This question itself exposes elitism. The riots in London and the outskirts have revealed that it is not economy in the doldrums that led to the protests. No, not protests, it is riots, say the mainstream media, as they shout down ‘other’ voices. The problem is not with how the economy is doing but what the economy makes people do. If it were disgruntled Black youth, then why would they rob their own neighbourhoods and kill people who were not the bratpack? What was the police’s pregnant pause about? To let this happen and send a message that crime in the ghettos is the driving force behind recession?

When Cameron finally woke up – revived, one might say, after his belated Tuscan café outings – he spoke about using water cannons against the “culture of fear”. An indelicate analogy may be drawn as to how people often react to fear with a full bladder. It is an instinctive bodily need. The Prime Minister is conducting the business of politics in just such an impulsive manner.

This deciduousness of culture is in fact due to propagated fear. We have seen and heard how Darcus Howe, West Indian writer and broadcaster, was verbally pummeled by the BBC anchor . He called this an insurgency. He wanted to recollect history; she wanted a human interest story: “So, you were saying about your grandson…”

The leader of the nation has all the sons and grandsons on his fingertips. He said, “In too many cases, the parents of these children – if they are still around – don’t care where their children are or who they are with, let alone what they are doing. The potential consequences of neglect and immorality on this scale have been clear for too long, without enough action being taken.”

Not only is this messed up psychoanalysis, but insensitive. There is no reason to condone those who have killed and destroyed parts of the city but he has claimed that the police did not use stringent methods because, “Looting had wrongly been treated as a public order issue, not as simple criminality” until it gathered momentum. Whose sons are the cops? Moreover, how can he insinuate that the parents of these young people may not be around? Is he implying they are later immigrants who have come without knowledge of the United Kingdom and have the temerity to disunite it? Or, is he suggesting that a certain class of people have removed themselves from the mainstream specifically to resurrect a counter-culture against the genteel British one? Perhaps, he might like to consider a walk through the most corseted times of English history, of an era where the morality he loves to flash dictated societal norms, and see for himself the sort of crimes committed then.

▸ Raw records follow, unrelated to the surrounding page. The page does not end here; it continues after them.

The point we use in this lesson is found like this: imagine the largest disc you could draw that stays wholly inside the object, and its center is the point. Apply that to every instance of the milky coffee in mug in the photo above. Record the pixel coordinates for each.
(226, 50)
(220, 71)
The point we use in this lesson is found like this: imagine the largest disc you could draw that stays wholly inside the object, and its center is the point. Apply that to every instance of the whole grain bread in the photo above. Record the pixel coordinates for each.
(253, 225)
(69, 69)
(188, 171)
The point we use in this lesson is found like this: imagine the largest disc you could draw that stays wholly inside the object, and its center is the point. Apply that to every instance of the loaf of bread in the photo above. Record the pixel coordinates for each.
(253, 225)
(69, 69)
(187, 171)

His smarmy statement, “These people were all volunteers. They didn’t have to do what they did”, conveys his trick-or-treat attitude. Having packed off the parents to the moral dungeon, he offers the children the luxury of choice. They ‘volunteered’ to commit such crimes. He does not specify whom they were volunteering for. This is part of the fear psychosis. To haunt is better than to hunt. He sent a message from the pulpit: “We will track you down, we will find you, we will charge you, we will punish you. You will pay for what you have done.”

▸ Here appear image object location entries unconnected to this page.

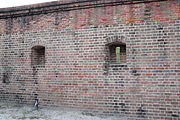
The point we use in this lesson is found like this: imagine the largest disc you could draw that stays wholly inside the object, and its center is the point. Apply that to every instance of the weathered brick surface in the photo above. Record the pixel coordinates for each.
(77, 72)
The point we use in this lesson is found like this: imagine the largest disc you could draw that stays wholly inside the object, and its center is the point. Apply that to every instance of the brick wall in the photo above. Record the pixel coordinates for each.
(77, 72)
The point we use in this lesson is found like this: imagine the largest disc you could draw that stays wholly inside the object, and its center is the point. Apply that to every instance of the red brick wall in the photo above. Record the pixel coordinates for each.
(77, 72)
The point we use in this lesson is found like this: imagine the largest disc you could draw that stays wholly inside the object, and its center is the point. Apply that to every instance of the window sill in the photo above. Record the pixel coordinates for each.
(118, 65)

It has taken him a while to find that out. Or was he biding time for the opportune moment where disparate sides could be played against one another and he could bask in the glory of gumption?

* * *

Who will they shut up? The reasonable middle-class as represented by the media talks about those who took to the streets for “justice”, not justice. It is their version as opposed to the proper one. It is pertinent to point out that the few who were not poor belonged to the creamy layer. This works wonderfully to posit evil against evil. The millionaires’ club versus the murky cubby hole. It serves the establishment to partake of the a la carte tokenism of Laura’s theme.

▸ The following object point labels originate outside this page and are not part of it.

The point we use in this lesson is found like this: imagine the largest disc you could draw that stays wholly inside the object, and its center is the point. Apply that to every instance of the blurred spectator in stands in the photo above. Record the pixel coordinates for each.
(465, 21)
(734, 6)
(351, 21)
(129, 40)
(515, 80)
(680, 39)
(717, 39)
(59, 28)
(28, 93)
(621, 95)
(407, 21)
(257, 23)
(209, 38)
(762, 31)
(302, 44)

Let us recall the Ernest debate. Discussions about Hemingway’s paranoia were renewed and it was all out again – his depression and his suicide. No one believed his slurred ramblings, including his friend and biographer, A.E. Hotchner who wrote in the New York Times about it. The writer would say, “Everything’s bugged. Can’t use the phone. Mail intercepted.”

As they drove one day, Hemingway peered into a bank; two men were working inside. He said, “Auditors. The F.B.I.’s got them going over my account. Why would two auditors be working in the middle of the night? Of course it’s my account.”

Hotchner was to realise the truth of it: “Decades later, in response to a Freedom of Information petition, the F.B.I. released its Hemingway file. It revealed that beginning in the 1940s J. Edgar Hoover had placed Ernest under surveillance because he was suspicious of Ernest’s activities in Cuba. Over the following years, agents filed reports on him and tapped his phones. The surveillance continued all through his confinement at St. Mary’s Hospital. It is likely that the phone outside his room was tapped after all. In the years since, I have tried to reconcile Ernest’s fear of the F.B.I., which I regretfully misjudged, with the reality of the F.B.I. file. I now believe he truly sensed the surveillance, and that it substantially contributed to his anguish and his suicide.”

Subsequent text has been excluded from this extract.